Leonardo da Vinci escribió en efecto muchísimo, más de 7.000 páginas, pero se calcula que no todo se ha conservado, puede que miles de páginas estén perdidas o traspapeladas a la espera que alguien las descubra en alguna biblioteca

Una copia posterior que se guarda del testamento de Leonardo establece que al morir dejó “todos y cada uno de los libros [libri] que en la actualidad se hallan en poder de dicho testador, así como los instrumentos y retratos [portracti] propios del arte y oficio de pintor” a su discípulo Francesco Melzi, quien los conservó como oro en paño.
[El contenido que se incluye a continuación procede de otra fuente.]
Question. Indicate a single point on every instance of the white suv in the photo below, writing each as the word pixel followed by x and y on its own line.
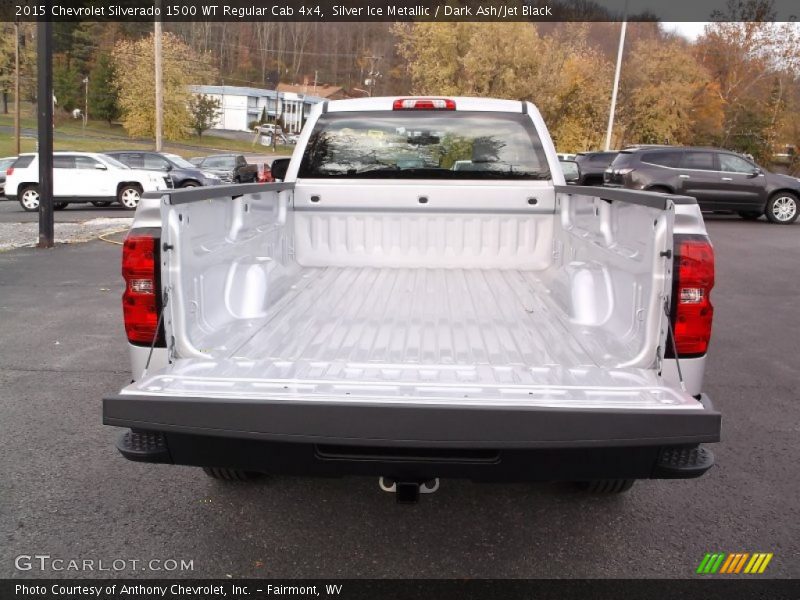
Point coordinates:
pixel 81 177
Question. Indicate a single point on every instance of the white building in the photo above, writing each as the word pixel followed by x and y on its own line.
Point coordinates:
pixel 240 106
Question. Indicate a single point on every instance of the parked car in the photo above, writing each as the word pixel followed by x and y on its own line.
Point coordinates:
pixel 4 164
pixel 593 166
pixel 230 168
pixel 265 174
pixel 181 171
pixel 374 315
pixel 720 180
pixel 82 177
pixel 571 170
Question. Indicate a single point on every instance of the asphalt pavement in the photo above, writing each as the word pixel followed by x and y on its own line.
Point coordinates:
pixel 66 492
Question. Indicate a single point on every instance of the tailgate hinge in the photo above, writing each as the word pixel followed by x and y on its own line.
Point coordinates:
pixel 674 345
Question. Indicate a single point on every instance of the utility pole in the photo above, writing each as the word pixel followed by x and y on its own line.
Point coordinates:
pixel 159 90
pixel 44 108
pixel 616 78
pixel 16 88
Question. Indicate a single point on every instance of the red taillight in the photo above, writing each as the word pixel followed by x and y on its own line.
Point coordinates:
pixel 140 299
pixel 694 269
pixel 424 104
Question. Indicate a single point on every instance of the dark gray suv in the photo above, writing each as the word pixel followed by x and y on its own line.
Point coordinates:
pixel 181 171
pixel 720 180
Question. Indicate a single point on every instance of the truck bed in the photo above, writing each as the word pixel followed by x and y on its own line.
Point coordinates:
pixel 436 335
pixel 424 319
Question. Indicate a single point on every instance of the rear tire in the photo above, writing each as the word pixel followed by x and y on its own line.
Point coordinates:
pixel 660 189
pixel 782 208
pixel 225 474
pixel 750 215
pixel 607 486
pixel 129 196
pixel 29 198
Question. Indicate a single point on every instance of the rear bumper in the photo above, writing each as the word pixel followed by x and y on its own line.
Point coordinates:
pixel 500 443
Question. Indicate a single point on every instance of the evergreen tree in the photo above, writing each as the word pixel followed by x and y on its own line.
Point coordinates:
pixel 103 100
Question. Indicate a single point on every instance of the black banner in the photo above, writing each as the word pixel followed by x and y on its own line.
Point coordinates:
pixel 397 10
pixel 729 588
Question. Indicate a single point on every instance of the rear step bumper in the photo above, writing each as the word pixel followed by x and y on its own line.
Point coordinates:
pixel 413 424
pixel 402 441
pixel 286 458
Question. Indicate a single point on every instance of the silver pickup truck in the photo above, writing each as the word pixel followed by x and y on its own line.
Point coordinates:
pixel 422 296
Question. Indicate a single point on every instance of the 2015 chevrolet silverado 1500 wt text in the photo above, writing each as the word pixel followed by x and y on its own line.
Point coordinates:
pixel 421 297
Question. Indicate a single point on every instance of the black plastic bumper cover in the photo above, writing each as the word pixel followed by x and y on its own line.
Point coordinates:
pixel 463 426
pixel 501 443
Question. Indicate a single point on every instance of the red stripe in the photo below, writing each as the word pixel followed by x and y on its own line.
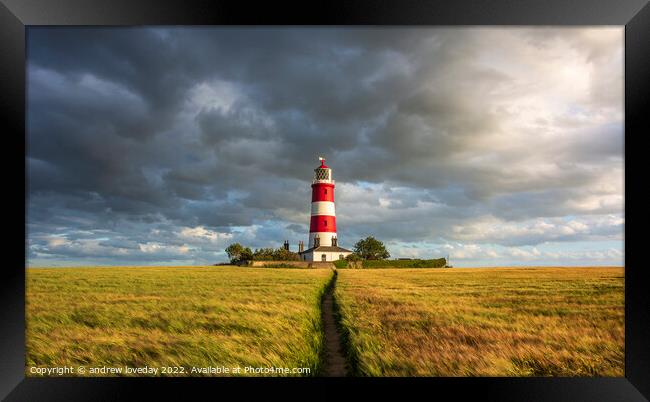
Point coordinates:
pixel 322 192
pixel 322 223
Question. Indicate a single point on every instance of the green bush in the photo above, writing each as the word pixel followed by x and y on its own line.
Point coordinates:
pixel 435 263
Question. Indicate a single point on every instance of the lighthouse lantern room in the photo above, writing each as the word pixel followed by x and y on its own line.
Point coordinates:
pixel 323 241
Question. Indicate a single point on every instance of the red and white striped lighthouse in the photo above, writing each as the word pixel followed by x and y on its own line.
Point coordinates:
pixel 322 229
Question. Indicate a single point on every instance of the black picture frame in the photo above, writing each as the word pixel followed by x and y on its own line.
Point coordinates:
pixel 16 15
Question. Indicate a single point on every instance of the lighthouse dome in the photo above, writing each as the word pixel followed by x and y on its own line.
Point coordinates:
pixel 323 172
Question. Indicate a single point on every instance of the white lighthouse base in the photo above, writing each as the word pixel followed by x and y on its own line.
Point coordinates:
pixel 324 254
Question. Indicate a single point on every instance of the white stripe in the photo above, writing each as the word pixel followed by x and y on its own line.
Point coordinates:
pixel 323 208
pixel 325 238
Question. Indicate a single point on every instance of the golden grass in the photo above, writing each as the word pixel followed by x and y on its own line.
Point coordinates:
pixel 174 316
pixel 483 322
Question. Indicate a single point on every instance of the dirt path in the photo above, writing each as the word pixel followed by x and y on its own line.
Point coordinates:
pixel 335 365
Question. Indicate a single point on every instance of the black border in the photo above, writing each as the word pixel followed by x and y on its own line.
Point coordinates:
pixel 634 14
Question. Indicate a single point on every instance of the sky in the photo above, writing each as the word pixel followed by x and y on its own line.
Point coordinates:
pixel 163 145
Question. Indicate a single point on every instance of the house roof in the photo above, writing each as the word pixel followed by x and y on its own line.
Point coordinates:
pixel 327 248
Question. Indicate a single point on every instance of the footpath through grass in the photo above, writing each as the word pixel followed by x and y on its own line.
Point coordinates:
pixel 175 316
pixel 483 322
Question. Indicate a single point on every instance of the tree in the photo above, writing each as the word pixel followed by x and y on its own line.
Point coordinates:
pixel 238 253
pixel 371 249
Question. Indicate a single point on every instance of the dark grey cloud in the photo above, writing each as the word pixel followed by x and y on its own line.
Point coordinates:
pixel 143 133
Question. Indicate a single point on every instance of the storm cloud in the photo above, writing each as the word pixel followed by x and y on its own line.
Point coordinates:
pixel 164 145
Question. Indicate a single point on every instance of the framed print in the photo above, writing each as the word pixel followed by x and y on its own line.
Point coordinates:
pixel 377 195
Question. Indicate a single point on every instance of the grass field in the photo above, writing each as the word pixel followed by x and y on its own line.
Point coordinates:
pixel 175 316
pixel 483 322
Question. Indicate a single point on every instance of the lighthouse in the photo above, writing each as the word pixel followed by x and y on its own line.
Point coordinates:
pixel 323 240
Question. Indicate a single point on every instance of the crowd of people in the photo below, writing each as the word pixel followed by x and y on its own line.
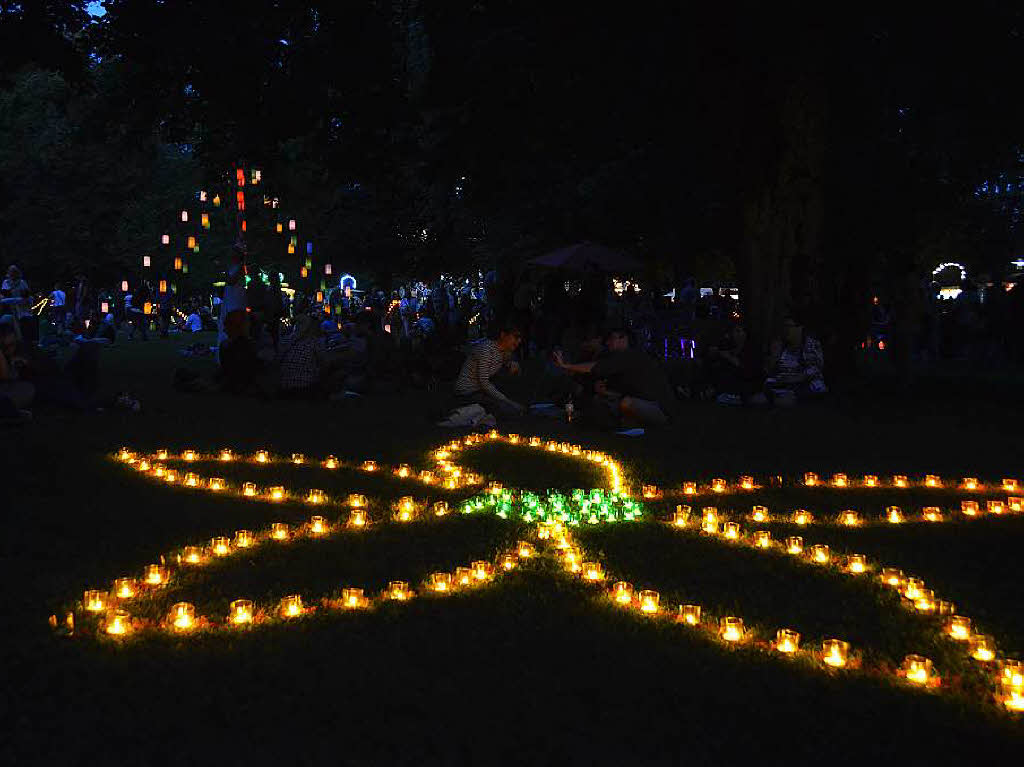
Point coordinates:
pixel 596 349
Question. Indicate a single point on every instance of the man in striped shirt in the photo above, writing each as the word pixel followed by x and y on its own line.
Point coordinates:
pixel 485 359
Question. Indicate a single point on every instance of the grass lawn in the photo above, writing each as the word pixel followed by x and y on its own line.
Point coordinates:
pixel 537 668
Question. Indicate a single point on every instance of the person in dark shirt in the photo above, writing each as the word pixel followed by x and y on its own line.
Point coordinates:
pixel 630 379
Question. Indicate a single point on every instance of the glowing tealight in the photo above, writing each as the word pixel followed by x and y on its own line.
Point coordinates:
pixel 835 652
pixel 440 582
pixel 918 669
pixel 802 516
pixel 709 520
pixel 786 640
pixel 351 598
pixel 119 623
pixel 649 601
pixel 731 629
pixel 244 539
pixel 291 606
pixel 242 611
pixel 183 615
pixel 958 628
pixel 622 592
pixel 982 647
pixel 849 518
pixel 689 614
pixel 856 563
pixel 398 591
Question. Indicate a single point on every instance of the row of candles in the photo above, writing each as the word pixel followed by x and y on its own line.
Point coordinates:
pixel 839 480
pixel 853 518
pixel 981 647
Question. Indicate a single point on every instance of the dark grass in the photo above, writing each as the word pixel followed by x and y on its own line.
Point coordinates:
pixel 534 670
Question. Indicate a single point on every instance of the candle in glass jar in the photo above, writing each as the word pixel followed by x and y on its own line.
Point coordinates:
pixel 918 669
pixel 154 574
pixel 731 629
pixel 291 606
pixel 649 601
pixel 124 588
pixel 982 647
pixel 244 539
pixel 119 623
pixel 689 614
pixel 397 590
pixel 835 652
pixel 242 611
pixel 182 615
pixel 622 592
pixel 440 582
pixel 802 516
pixel 958 628
pixel 786 640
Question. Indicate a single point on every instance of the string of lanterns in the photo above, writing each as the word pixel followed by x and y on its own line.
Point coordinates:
pixel 553 514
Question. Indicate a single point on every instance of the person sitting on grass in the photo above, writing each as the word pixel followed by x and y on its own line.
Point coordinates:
pixel 484 360
pixel 795 366
pixel 628 381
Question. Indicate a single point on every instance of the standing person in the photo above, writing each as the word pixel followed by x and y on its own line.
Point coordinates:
pixel 235 290
pixel 58 299
pixel 14 293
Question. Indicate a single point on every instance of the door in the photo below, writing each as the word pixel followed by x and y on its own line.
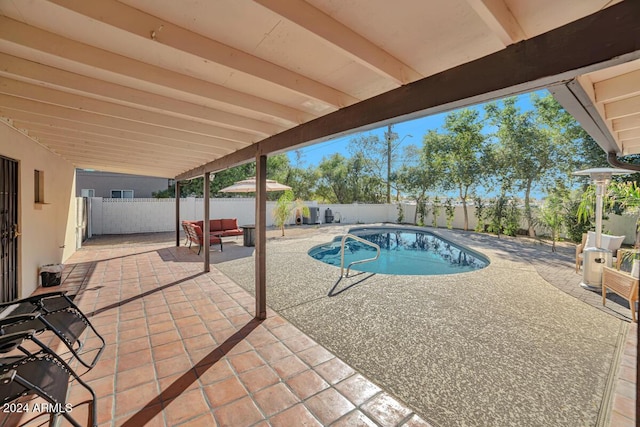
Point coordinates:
pixel 8 229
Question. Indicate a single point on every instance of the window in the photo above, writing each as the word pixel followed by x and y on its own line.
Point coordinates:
pixel 122 194
pixel 38 186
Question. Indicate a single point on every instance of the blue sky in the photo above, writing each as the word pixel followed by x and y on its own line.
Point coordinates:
pixel 412 131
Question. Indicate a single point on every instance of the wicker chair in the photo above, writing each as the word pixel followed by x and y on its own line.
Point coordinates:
pixel 623 284
pixel 612 243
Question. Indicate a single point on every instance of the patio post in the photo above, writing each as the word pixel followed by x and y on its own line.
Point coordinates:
pixel 261 234
pixel 206 228
pixel 177 213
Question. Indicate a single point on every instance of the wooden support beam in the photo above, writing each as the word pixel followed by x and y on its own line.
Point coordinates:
pixel 261 236
pixel 606 38
pixel 177 221
pixel 206 225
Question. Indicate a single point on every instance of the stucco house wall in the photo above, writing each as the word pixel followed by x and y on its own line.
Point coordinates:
pixel 48 229
pixel 103 182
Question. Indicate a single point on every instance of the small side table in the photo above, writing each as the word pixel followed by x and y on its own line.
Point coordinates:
pixel 626 256
pixel 248 234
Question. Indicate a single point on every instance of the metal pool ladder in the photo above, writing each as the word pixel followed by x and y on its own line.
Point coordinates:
pixel 361 240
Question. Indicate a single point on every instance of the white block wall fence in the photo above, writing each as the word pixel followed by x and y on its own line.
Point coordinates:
pixel 128 216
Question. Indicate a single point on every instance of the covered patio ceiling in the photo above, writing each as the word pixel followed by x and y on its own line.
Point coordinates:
pixel 177 89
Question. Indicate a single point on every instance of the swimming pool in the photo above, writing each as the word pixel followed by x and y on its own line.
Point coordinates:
pixel 403 251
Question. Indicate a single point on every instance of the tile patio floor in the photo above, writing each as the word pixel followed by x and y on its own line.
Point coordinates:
pixel 184 349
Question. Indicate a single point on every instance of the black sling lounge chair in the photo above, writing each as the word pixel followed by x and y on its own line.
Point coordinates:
pixel 54 312
pixel 42 373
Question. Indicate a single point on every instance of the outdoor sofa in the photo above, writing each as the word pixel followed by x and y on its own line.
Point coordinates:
pixel 218 228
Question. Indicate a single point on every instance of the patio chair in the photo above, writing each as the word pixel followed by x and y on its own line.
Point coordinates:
pixel 57 313
pixel 42 374
pixel 622 283
pixel 612 243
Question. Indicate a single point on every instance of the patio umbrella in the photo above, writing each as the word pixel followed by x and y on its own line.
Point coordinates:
pixel 249 186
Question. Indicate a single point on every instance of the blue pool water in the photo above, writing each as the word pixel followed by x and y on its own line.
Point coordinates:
pixel 403 251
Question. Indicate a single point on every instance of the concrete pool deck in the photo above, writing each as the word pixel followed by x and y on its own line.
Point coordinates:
pixel 499 346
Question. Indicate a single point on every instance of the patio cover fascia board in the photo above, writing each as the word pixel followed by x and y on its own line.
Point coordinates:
pixel 606 38
pixel 573 98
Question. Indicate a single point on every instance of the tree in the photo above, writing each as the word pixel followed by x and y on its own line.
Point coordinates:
pixel 379 157
pixel 460 151
pixel 286 205
pixel 417 180
pixel 527 152
pixel 552 215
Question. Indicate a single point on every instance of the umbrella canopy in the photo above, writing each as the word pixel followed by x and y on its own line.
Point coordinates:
pixel 249 186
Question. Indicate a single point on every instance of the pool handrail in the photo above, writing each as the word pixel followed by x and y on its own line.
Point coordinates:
pixel 361 240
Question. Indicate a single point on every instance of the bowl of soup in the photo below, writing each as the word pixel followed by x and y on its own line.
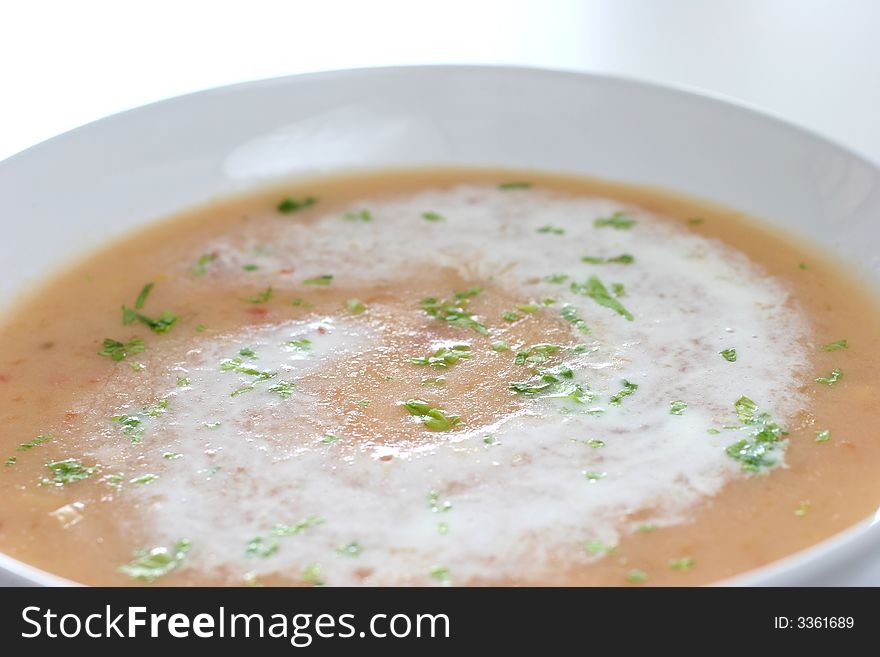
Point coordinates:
pixel 439 326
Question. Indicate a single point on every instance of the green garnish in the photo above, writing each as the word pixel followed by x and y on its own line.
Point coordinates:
pixel 283 389
pixel 835 346
pixel 434 419
pixel 537 353
pixel 594 289
pixel 352 549
pixel 36 442
pixel 260 297
pixel 436 505
pixel 355 306
pixel 556 278
pixel 364 216
pixel 323 279
pixel 628 389
pixel 261 547
pixel 677 407
pixel 202 263
pixel 290 204
pixel 623 259
pixel 133 426
pixel 618 221
pixel 455 312
pixel 441 574
pixel 68 471
pixel 834 377
pixel 682 563
pixel 312 575
pixel 444 356
pixel 156 562
pixel 144 479
pixel 570 314
pixel 142 297
pixel 298 528
pixel 758 450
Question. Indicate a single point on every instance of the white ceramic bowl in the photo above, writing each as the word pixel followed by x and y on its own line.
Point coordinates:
pixel 67 195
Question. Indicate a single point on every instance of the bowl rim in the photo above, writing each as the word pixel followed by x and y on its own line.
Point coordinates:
pixel 833 552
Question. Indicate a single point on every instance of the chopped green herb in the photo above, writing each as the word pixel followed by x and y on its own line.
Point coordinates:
pixel 323 279
pixel 118 351
pixel 202 263
pixel 436 505
pixel 455 312
pixel 261 547
pixel 298 528
pixel 729 355
pixel 628 389
pixel 758 450
pixel 355 306
pixel 537 353
pixel 834 377
pixel 441 574
pixel 290 204
pixel 260 297
pixel 67 471
pixel 444 356
pixel 623 259
pixel 312 575
pixel 677 407
pixel 36 442
pixel 835 346
pixel 434 419
pixel 682 563
pixel 144 479
pixel 618 221
pixel 594 289
pixel 360 215
pixel 570 314
pixel 352 549
pixel 283 389
pixel 142 297
pixel 159 561
pixel 556 278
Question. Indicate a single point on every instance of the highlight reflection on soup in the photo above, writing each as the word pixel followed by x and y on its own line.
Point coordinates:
pixel 438 377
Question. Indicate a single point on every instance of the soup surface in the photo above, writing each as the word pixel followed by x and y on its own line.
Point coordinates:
pixel 438 377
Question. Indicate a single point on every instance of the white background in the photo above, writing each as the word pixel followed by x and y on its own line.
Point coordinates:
pixel 62 64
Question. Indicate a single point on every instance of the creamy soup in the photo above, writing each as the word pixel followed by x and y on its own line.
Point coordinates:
pixel 438 377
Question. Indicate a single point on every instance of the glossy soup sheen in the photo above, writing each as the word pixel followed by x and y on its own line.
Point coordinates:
pixel 231 273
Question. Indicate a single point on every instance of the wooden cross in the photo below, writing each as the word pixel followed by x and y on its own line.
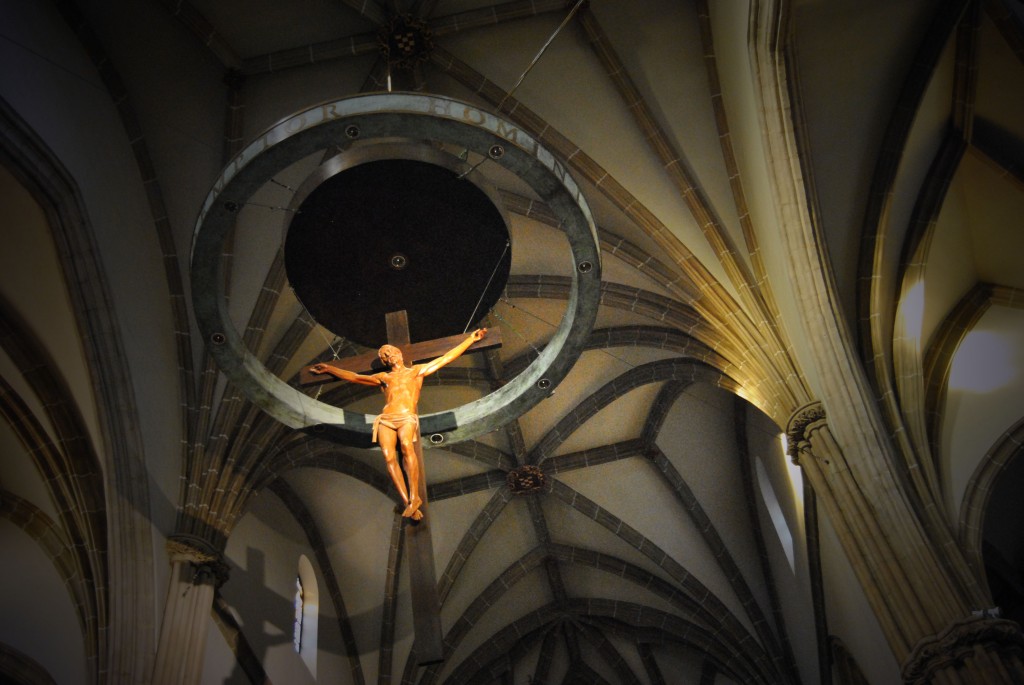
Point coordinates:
pixel 423 581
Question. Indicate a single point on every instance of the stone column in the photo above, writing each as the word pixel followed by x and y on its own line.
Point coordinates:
pixel 197 570
pixel 973 649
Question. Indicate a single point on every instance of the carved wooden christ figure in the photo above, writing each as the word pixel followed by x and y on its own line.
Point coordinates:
pixel 398 424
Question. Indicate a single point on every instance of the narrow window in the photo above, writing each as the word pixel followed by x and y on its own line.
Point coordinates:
pixel 306 613
pixel 299 606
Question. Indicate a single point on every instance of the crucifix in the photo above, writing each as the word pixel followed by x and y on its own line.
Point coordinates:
pixel 397 428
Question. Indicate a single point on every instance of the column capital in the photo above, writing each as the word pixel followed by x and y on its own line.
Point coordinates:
pixel 208 562
pixel 796 428
pixel 960 642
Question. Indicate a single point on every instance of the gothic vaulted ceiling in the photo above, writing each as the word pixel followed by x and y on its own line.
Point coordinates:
pixel 640 523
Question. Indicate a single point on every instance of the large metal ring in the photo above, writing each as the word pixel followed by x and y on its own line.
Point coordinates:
pixel 390 116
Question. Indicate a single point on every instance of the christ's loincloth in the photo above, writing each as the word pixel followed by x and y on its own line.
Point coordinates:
pixel 394 421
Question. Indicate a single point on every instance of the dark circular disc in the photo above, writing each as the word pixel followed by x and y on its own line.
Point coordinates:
pixel 393 234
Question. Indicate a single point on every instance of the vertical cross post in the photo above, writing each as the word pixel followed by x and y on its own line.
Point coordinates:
pixel 423 579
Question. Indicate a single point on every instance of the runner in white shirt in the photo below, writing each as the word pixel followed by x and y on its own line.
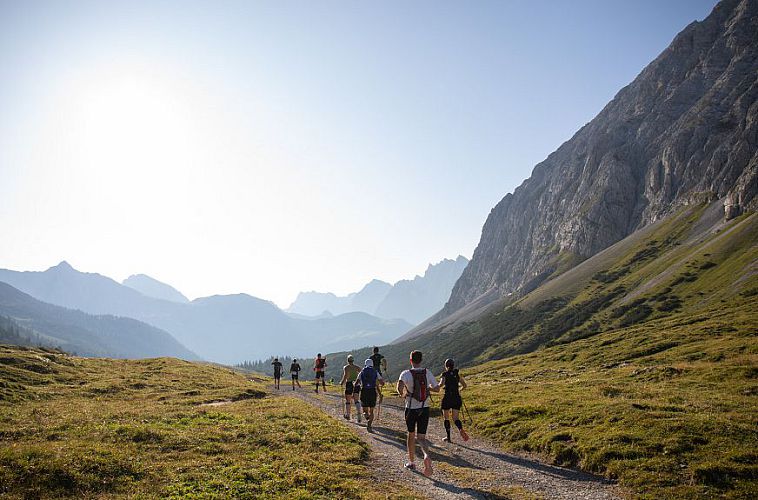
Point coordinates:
pixel 417 408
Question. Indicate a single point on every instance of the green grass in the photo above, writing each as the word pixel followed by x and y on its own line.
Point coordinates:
pixel 75 427
pixel 640 363
pixel 668 407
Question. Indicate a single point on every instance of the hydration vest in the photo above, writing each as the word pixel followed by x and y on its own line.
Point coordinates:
pixel 368 378
pixel 420 392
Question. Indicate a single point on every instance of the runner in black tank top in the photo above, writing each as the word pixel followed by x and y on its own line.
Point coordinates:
pixel 450 380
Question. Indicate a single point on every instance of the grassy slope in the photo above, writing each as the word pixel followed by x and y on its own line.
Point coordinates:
pixel 640 363
pixel 88 427
pixel 647 374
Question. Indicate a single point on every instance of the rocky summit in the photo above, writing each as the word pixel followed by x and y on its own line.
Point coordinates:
pixel 684 131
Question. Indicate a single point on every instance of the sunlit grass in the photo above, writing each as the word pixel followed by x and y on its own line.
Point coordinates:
pixel 88 427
No haría lo propio el hijo de este, Orazio, quien amontonó los papeles en un granero antes de ponerlos a la venta, con un sorprendente poco éxito –“Nada de esto podría interesar a vuestra excelencia”, aseguró un consejero a Francisco de Médicis– que ocasionó una serie de idas y venidas de legajos que acabó con los manuscritos repartidos en diferentes lotes y manos.

 

La historia de la venida a España de los códices hoy en la BNE se inicia entonces, cuando aparece en Milán Pompeo Leoni, escultor en la corte de Felipe II. Leoni compró buena parte de los manuscritos posiblemente con la intención de venderlos y con ellos se instaló en Madrid, donde volvieron a dispersarse tras su muerte. A estas alturas, ya habían sido ordenados y catalogados, amputados y separados varias veces por sus diferentes propietarios según su buen o peor entender. La cuestión es que los Códices de Madrid acabaron a manos de un personaje enigmático y fuera de lo común, Juan de Espina (1568-1642), un clérigo de origen cántabro que en pleno siglo XVII acumulaba fama de estudioso o nigromante Pues bien, el tal coleccionista fue capaz de resistir las primero ofertas y luego acosos de un noble británico, el conde de Arundel, decidido a conseguir los manuscritos leonardinos, y a su muerte los legó al rey de España. Así llegaron a la Biblioteca Real y así aparecen en el primer inventario de manuscritos realizado en 1830. Y así desaparecieron, porque hasta mediados de los años sesenta nada se supo de ellos. El extravío parece originarse en un error en la signatura de los volúmenes: en el catálogo figuraban con los números Aa 19 y 20, mientras que las correctas eran Aa 119 y 120. Y las circunstancias de su descubrimiento todavía levantan ampollas. Sin duda, darían para otro guión de cine.

 

 

Una copia posterior que se guarda del testamento de Leonardo establece que al morir dejó “todos y cada uno de los libros [libri] que en la actualidad se hallan en poder de dicho testador, así como los instrumentos y retratos [portracti] propios del arte y oficio de pintor”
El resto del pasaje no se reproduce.